Maputo (O Destaque) – A anunciada vitória do “sim” no referendo constitucional da Guiné-Bissau está a abrir um novo capítulo político, marcado por profundas alterações na arquitectura do poder.
Em reacção ao Jornal Destaque, o analista político e jurista guineense Fransual Dias considera que as mudanças propostas pela nova Constituição levantam sérias preocupações sobre o equilíbrio entre os órgãos de soberania e a concentração de poderes.
Dias começa por enquadrar o momento actual no contexto da recente ruptura política no país, lembrando que a Guiné-Bissau passou de um governo para uma transição militar, seguindo-se agora a aprovação anunciada do referendo destinado à introdução de uma nova Constituição da República.
Na sua leitura, uma das principais questões está relacionada com a forma como os poderes do Estado serão distribuídos no novo modelo constitucional.
O analista chama atenção para o facto de o novo quadro conferir maior poder ao Presidente da República, incluindo a possibilidade de nomear os ministros. Para Fransual Dias, a alteração não pode ser analisada isoladamente, sobretudo quando, ao mesmo tempo, se prevê uma redução da influência parlamentar e alterações no papel do Governo.
Segundo explica, a nova configuração prevê igualmente que o Presidente da República passe a presidir ao Conselho de Ministros, uma mudança que, no seu entendimento, deve ser cuidadosamente analisada no contexto de uma democracia.
É justamente neste ponto que o jurista manifesta uma das suas maiores preocupações: o equilíbrio dos poderes.
Para Dias, as reformas constitucionais deveriam servir para estabelecer limites claros entre as diferentes funções do Estado e impedir que uma instituição ou figura política concentre poderes excessivos.
O analista compara a situação da Guiné-Bissau com outros contextos africanos e internacionais onde existem diferentes experiências de governação, advertindo, contudo, que a estabilidade política não deve ser confundida com a concentração de poder.
Na sua análise, o país corre o risco de entrar num período particularmente delicado.
“Guiné-Bissau está a ser visitada por uma nuvem de uma ditadura amarga”, afirmou Fransual Dias, numa das declarações mais fortes da sua intervenção.
Apesar da dureza da expressão, o analista explica que a sua preocupação central está relacionada com a necessidade de limitar os poderes e garantir equilíbrio institucional.

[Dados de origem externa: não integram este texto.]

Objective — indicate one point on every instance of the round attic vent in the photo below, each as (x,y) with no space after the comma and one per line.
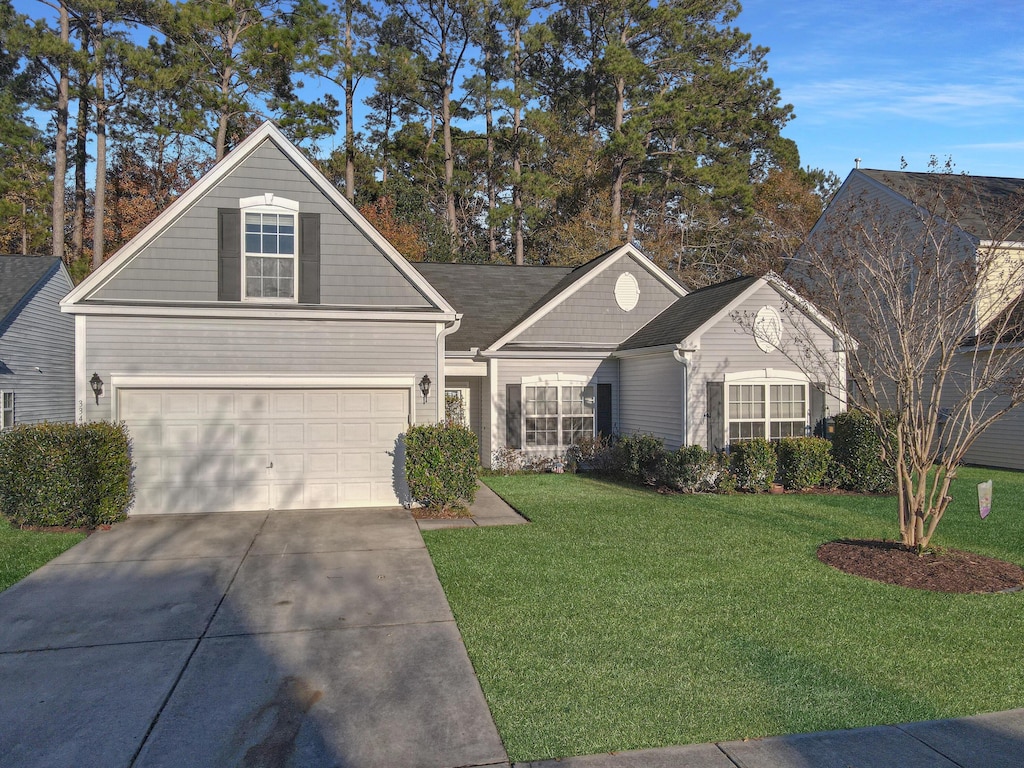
(627,292)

Para Dias, não basta alterar a Constituição. É necessário assegurar que as diferentes instituições do Estado mantenham competências próprias e possam exercer as suas funções sem interferências indevidas.
O jurista defende, por isso, que as reformas deveriam caminhar no sentido de estabelecer linhas claras entre as diferentes funções do Estado, evitando que interesses políticos, étnicos ou outras influências interfiram no funcionamento das instituições.
Na sua perspectiva, deveria igualmente existir maior equilíbrio no funcionamento do Conselho de Ministros e na relação entre o Presidente da República e o Governo.
Dias questiona ainda situações em que o Presidente se ausenta do país e defende a existência de mecanismos institucionais claros para assegurar o funcionamento equilibrado do Estado durante essas deslocações.
Para o analista, não era necessário apenas reformar por reformar. As mudanças deveriam ser orientadas para fortalecer as instituições, limitar os poderes e criar mecanismos capazes de impedir desequilíbrios.
Fransual Dias resume a sua posição numa ideia central: o processo de reforma deveria ter como prioridade a limitação dos poderes e o reforço do equilíbrio institucional.
Na sua leitura, a concentração excessiva de poderes num único órgão pode fragilizar a democracia e criar condições para práticas autoritárias.
O analista considera ainda que a actual conjuntura exige prudência, sobretudo porque a Guiné-Bissau atravessa uma transição política depois da intervenção militar.
Questionado sobre a mensagem que deixaria ao povo guineense, particularmente aos activistas, analistas e outros sectores da sociedade que acompanham o processo político, Fransual Dias apelou à participação e à atenção sobre os acontecimentos no país.
A intervenção surge num momento em que parte dos actores políticos e da sociedade civil optou pelo boicote ao referendo, enquanto as autoridades de transição anunciam que o “sim” venceu.
O analista entende que este novo cenário exige diálogo e acompanhamento atento dos acontecimentos, numa altura em que alguns sectores da sociedade guineense, segundo a própria transcrição da entrevista, demonstram receio de se pronunciar publicamente sobre a situação política e militar.
Dias também faz referência às dificuldades que poderão surgir para aqueles que actualmente evitam participar no debate público, defendendo a necessidade de os diferentes actores encontrarem caminhos de diálogo.